Dans un entretien au Figaro, le président de la Cruise Lines International Association (Clia), qui regroupe les majors de la croisière, revient sur les événements qui ont précipité le secteur dans la crise. Il estime que les croisiéristes ont pris très rapidement les mesures qui s'imposaient et avant même les injonctions des autorités, comme l’OMS. « En annulant les escales dans les zones dites rouges, et en premier lieu la Chine continentale. En mettant en place immédiatement des dispositifs sanitaires pour les passagers et le personnel navigant, comme la prise de température systématique et le refus de ceux qui avaient effectué un séjour en Chine », rappelle-t-il.

Pour le directeur des affaires institutionnelles de MSC Cruises, « les flux touristiques vont reprendre. Ils vont simplement changer de nature, comme c’est le cas depuis l’après-guerre. Des filières vont émerger, d’autres vont disparaître ou devoir se réadapter ».

À quoi ressemblera demain la croisière ?

« La croisière peut s'adapter plus facilement car elle n'a pas de fondations. Elle a la possibilité d'être plus réactive que bien d'autres filières », répond-il au quotidien. « Chacun d’entre nous sera attendu sur les améliorations sanitaires (...) Pour le reste, toutes les options sont ouvertes. Nous pourrons revoir l’offre en fonction des événements, en évitant certaines escales par exemple ou en revoyant nos trajectoires en fonction de la situation sanitaire des différents pays. Réaménager les circuits fait partie intégrante de notre mode opératoire et de notre modèle économique. »

Le président de la Clia voit notamment un signal positif dans le fait qu’il y ait peu d’annulations mais davantage de reports. C’est ce que les compagnies de croisière indiquent en effet. Quant au traumastime du confinement en tant que répulsif pour les paquebots, il n’y croit guère. « Les récents événements vont se traduire par une volonté de départ encore plus grande. La croisière peut être une bonne réponse à ce besoin de prendre le large. N'oublions pas qu'une croisière, c'est aussi la possibilité de partir à proximité depuis des ports comme Marseille, Le Havre, Nice, avec un circuit qui permette de découvrir des villes nouvelles avec toute la sécurité au rendez-vous. »

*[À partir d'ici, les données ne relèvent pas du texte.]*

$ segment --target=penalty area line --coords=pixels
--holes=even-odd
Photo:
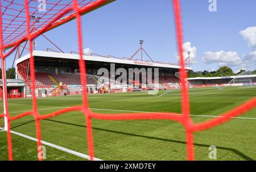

Selon la Clia, les retombées économiques du secteur en France sont estimées à 3,6 Md€ de revenus par an (toutes activités touristiques confondues) et 20 000 emplois directs et indirects sur le territoire, auxquels s'ajoutent 9 000 emplois directs et indirects, liés à la construction navale. L’association représentative du secteur estime à 869 M€ le manque à gagner pour l'économie française. 2 900 emplois directs et près de 20 000 emplois indirects hors construction seraient ainsi menacés dans l’Hexagone.

En France, les professionnels du tourisme planchent actuellement sur des propositions autorisant une reprise d'activité dans le respect des mesures sanitaires prescrites. Elles seront discutées lors d'un comité interministériel sur le tourisme dans la première moitié du mois de mai.